Barbara Walters vs Walter Cronkite
These friends and contemporaries crossed paths more often than either of them wants to admit.
Barbara Walters (1929 -) and Walter Cronkite (1916 – 2009) worked on similar beats for competing American newsrooms at the same time. In Cronkite’s autobiography, Walters is mentioned often – and is said to be a friend, while depicted as a beast clawing for the kill. In Walters’ biography, Cronkite is mentioned more than once, lightly and in passing – suggesting a dense history lies between the lines.
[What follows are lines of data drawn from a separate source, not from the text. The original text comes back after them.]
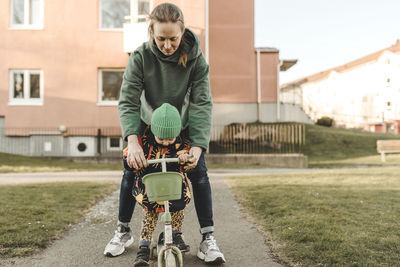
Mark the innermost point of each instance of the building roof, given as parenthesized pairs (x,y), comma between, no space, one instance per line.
(267,49)
(287,64)
(352,64)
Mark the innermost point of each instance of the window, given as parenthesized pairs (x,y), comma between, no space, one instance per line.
(26,14)
(141,8)
(110,81)
(26,87)
(113,12)
(114,143)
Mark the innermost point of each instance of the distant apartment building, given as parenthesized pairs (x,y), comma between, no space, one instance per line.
(364,93)
(62,64)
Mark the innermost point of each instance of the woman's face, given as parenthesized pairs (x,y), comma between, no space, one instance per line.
(167,36)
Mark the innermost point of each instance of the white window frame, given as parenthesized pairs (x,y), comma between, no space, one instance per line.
(26,101)
(109,148)
(134,16)
(101,102)
(110,29)
(26,25)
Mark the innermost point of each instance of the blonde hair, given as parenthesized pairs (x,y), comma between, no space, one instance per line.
(168,12)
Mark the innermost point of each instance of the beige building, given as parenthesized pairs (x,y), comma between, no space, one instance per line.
(62,64)
(364,93)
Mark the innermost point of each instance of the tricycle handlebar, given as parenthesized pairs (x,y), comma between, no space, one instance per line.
(155,161)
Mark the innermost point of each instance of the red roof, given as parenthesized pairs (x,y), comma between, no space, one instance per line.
(352,64)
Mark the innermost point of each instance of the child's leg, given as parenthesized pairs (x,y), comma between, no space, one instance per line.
(177,222)
(149,223)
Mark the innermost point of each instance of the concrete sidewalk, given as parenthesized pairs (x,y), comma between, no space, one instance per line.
(84,243)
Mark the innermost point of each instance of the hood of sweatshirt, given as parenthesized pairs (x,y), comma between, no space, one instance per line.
(190,43)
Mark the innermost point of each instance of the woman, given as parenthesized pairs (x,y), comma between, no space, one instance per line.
(170,68)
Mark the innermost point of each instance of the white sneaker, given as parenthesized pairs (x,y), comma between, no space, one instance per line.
(209,251)
(121,240)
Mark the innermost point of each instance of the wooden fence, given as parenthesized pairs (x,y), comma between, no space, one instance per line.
(257,138)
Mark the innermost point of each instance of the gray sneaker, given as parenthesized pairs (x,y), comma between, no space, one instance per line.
(122,239)
(209,251)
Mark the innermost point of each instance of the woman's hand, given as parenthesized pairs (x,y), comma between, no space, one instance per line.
(183,158)
(194,153)
(135,157)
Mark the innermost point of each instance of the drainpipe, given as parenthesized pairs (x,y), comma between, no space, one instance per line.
(207,32)
(278,92)
(258,86)
(134,11)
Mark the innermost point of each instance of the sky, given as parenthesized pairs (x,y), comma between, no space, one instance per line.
(322,34)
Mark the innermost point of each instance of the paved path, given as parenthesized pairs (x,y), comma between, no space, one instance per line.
(84,243)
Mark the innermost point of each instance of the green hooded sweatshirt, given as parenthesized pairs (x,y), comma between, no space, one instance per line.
(151,79)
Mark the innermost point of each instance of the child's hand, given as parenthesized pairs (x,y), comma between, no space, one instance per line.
(184,158)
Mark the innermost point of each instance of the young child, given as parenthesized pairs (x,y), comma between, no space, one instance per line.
(161,140)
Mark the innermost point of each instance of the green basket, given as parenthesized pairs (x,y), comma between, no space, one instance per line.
(163,186)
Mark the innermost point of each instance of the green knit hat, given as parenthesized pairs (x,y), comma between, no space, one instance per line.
(166,122)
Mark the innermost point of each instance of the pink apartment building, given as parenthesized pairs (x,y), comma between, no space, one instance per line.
(62,64)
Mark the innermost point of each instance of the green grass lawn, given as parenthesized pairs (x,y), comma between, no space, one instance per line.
(31,216)
(17,163)
(329,143)
(346,217)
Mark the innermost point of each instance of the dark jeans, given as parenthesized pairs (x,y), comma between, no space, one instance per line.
(201,194)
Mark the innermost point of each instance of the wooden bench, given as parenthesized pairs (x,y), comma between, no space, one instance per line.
(387,146)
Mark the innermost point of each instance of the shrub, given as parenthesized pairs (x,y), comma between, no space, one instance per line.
(325,121)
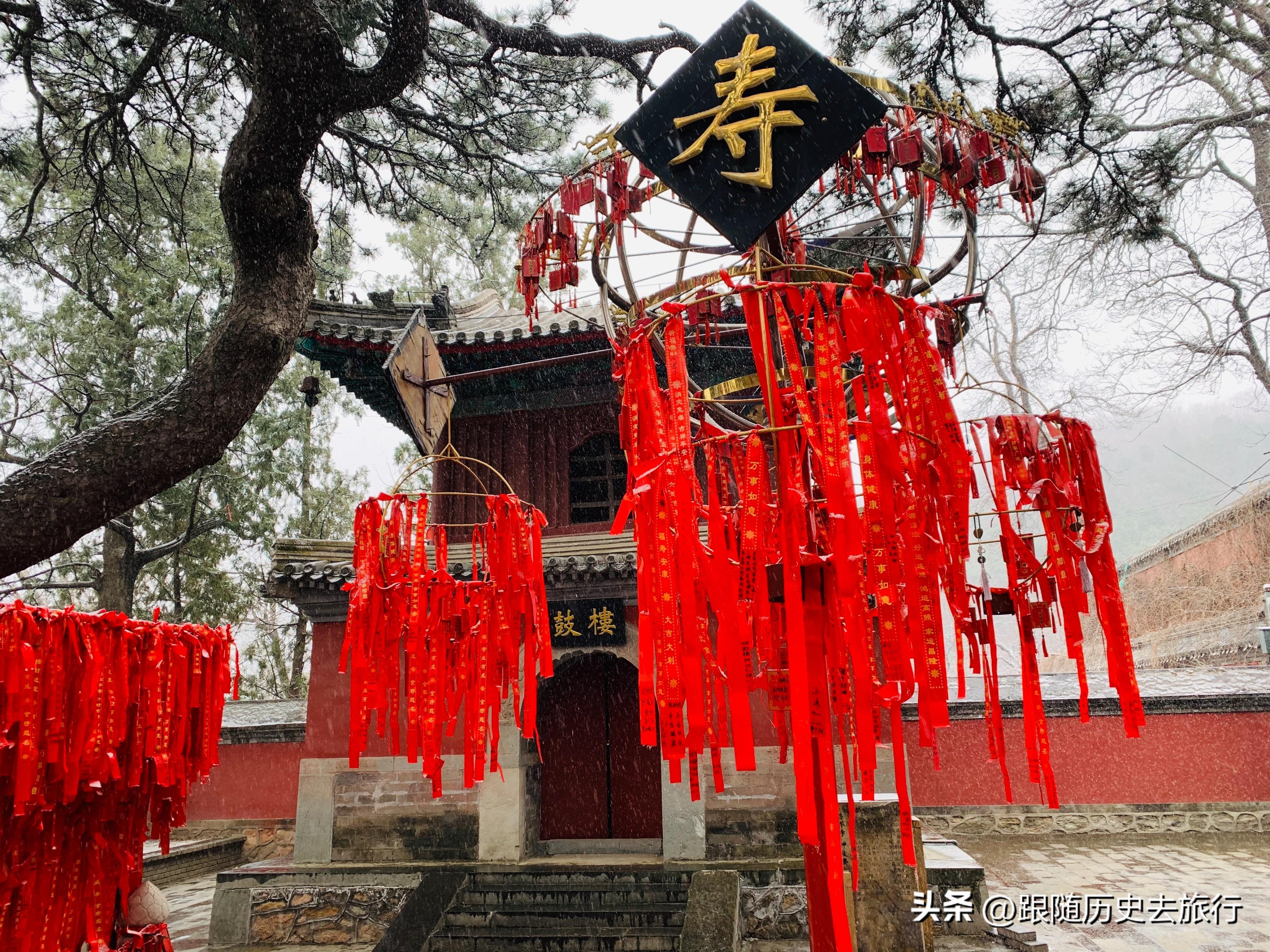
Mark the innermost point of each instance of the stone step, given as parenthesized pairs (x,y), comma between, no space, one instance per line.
(519,921)
(473,905)
(578,880)
(572,898)
(591,938)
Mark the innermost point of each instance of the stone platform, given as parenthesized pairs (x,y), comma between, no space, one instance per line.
(281,902)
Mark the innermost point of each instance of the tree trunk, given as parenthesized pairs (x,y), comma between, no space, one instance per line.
(119,570)
(298,657)
(108,470)
(178,608)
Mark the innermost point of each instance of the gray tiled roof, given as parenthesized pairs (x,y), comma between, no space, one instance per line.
(327,564)
(1253,505)
(1164,691)
(265,721)
(479,321)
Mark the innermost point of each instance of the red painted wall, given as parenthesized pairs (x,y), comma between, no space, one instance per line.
(260,781)
(252,782)
(1188,758)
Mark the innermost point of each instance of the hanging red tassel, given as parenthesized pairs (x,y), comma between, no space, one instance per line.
(112,719)
(462,641)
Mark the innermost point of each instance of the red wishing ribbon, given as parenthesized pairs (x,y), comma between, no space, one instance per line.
(105,723)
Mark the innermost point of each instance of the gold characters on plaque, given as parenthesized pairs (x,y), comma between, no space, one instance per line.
(735,99)
(601,622)
(563,625)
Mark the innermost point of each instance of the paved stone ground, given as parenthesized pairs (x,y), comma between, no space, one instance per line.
(1147,866)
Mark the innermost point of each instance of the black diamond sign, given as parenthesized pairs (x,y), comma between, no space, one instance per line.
(749,124)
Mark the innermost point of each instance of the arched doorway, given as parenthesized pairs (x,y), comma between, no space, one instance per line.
(598,781)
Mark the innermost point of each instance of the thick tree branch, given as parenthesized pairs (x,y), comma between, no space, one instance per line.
(197,22)
(403,56)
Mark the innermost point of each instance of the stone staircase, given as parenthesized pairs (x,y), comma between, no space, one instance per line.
(605,911)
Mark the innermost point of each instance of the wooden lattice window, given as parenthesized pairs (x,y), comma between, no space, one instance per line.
(597,479)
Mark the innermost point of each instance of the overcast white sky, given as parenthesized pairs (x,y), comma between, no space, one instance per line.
(370,442)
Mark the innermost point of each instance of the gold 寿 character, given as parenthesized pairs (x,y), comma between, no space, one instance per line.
(601,622)
(735,99)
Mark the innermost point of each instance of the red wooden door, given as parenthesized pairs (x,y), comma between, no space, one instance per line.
(598,781)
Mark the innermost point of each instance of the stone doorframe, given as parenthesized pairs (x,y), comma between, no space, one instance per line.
(510,809)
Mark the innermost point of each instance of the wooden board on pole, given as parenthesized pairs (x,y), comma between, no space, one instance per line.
(413,362)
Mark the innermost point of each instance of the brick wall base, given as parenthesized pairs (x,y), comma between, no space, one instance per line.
(1083,819)
(326,916)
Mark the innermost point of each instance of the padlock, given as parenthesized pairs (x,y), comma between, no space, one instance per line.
(876,140)
(981,145)
(992,172)
(966,175)
(906,150)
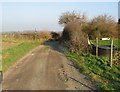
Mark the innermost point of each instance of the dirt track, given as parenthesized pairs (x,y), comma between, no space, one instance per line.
(45,69)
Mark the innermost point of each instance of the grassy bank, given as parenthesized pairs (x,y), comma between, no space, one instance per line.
(11,55)
(99,70)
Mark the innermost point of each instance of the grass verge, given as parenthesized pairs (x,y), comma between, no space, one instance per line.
(99,70)
(11,55)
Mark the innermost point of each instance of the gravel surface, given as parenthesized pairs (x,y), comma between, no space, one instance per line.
(45,68)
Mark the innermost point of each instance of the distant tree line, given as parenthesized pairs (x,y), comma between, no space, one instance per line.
(105,25)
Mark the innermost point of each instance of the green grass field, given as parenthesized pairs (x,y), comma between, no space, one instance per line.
(14,49)
(99,70)
(108,42)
Both Walters and Cronkite had familial ties to eastern Europe. Cronkite’s a Christian while Walters is a Jew. Neither of them is self-described as religious. Cronkite’s father was a liberal-minded dentist whose profession enabled the family to live a privileged middle-class lifestyle. Walters’ father was a flamboyant showman whose passions took the family from rags to riches to rags again.
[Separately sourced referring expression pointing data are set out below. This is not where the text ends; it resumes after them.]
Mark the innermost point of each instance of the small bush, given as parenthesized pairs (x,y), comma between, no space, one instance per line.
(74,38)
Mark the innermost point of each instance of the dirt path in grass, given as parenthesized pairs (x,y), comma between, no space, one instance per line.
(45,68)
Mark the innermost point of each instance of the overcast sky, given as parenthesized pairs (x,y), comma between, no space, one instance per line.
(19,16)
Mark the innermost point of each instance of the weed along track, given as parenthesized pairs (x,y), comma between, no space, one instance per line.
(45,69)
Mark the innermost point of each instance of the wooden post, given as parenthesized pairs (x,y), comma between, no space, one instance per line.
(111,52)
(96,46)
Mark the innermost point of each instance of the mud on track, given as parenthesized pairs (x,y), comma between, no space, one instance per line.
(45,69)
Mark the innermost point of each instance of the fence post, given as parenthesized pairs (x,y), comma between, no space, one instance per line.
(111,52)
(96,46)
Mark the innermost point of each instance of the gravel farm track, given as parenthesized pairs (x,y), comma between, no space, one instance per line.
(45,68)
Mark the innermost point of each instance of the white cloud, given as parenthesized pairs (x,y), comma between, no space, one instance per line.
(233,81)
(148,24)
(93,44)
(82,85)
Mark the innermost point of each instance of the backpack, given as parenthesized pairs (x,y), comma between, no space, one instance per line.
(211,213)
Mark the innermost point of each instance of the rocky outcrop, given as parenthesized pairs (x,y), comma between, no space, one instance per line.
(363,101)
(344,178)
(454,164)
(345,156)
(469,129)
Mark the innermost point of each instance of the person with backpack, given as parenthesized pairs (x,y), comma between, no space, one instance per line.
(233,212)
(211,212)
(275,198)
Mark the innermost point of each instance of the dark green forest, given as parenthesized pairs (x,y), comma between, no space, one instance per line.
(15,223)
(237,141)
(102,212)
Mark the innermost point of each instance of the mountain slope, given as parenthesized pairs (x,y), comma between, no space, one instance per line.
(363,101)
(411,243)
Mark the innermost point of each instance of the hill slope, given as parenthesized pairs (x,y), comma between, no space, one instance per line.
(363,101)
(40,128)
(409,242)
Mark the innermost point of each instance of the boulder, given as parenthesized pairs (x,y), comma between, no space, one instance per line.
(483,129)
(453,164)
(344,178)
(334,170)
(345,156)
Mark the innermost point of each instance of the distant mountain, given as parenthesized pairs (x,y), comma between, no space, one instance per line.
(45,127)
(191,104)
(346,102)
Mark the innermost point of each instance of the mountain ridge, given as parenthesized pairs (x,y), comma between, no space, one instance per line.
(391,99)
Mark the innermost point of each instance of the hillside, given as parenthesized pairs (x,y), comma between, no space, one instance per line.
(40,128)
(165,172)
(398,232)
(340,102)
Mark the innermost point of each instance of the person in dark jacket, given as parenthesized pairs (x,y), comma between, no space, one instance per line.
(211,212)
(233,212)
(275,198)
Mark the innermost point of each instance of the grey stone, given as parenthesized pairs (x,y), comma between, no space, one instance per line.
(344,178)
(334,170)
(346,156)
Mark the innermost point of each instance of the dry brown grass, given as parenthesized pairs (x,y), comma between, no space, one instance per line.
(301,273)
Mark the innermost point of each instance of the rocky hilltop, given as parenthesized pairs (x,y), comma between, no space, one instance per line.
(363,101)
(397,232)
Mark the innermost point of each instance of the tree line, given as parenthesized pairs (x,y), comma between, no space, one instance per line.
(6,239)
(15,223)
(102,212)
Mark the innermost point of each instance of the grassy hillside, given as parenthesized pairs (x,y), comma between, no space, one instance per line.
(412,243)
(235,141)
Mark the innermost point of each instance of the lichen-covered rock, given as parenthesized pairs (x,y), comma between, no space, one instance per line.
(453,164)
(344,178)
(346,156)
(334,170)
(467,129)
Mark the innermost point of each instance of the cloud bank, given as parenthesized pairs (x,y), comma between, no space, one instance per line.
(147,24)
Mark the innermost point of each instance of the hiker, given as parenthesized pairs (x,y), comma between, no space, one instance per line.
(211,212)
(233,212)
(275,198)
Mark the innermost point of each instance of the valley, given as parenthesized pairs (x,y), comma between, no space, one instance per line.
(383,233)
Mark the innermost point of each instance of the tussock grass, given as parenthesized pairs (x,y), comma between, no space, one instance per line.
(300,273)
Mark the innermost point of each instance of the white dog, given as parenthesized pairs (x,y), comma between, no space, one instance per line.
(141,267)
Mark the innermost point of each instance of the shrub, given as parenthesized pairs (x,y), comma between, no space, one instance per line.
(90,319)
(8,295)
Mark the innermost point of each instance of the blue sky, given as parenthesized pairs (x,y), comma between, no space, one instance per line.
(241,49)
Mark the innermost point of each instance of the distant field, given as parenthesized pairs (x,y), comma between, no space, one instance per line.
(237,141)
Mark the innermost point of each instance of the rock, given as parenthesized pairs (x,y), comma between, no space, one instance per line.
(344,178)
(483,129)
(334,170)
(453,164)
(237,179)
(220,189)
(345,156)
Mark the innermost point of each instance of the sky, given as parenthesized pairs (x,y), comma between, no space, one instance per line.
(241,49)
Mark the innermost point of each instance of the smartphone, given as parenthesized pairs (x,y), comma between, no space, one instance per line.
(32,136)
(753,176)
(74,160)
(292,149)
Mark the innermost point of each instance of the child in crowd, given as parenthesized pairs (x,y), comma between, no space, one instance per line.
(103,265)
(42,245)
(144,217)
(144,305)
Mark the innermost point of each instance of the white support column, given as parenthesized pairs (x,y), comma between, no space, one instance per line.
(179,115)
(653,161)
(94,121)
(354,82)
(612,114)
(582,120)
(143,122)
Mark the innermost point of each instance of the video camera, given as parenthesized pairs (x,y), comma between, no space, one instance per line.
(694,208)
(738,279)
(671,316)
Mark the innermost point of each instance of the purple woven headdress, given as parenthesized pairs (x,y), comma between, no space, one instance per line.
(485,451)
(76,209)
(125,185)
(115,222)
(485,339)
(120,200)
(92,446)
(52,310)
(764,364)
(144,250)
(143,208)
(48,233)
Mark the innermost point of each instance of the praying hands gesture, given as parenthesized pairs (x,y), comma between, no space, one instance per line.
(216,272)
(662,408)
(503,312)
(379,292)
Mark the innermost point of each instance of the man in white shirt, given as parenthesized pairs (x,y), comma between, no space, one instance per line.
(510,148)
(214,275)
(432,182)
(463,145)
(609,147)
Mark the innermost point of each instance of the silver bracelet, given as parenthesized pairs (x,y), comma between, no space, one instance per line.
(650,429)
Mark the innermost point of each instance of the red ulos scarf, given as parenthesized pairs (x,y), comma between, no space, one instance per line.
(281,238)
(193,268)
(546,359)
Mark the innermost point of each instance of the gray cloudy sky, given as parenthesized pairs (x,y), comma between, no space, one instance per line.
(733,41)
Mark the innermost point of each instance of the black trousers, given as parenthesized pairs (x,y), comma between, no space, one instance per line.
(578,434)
Cronkite and Walters both had iconic careers based on merit. Cronkite’s career took flight largely on the wings of his abilities to master the games of the old boys’ club. Walters fought the old boys’ club every step she took. Regardless, each of them reported on major world events, anchored national newscasts and counted among their friends international heads of state.
Each of Cronkite and Walters covered overseas affairs extensively and each claims to have orchestrated peace in the middle east in the 1970s by coordinating joint interviews with Egyptian President Anwar Sadat and Israel’s Prime Minister Menachem Begin. Most of Walters’ work was based in Washington, D.C. and New York. Cronkite was often based there but also took positions with news wire services overseas to advance his career.
Walters has been a single mother throughout her professional life. Cronkite remained married to the mother to his children until parted by her death in 2005.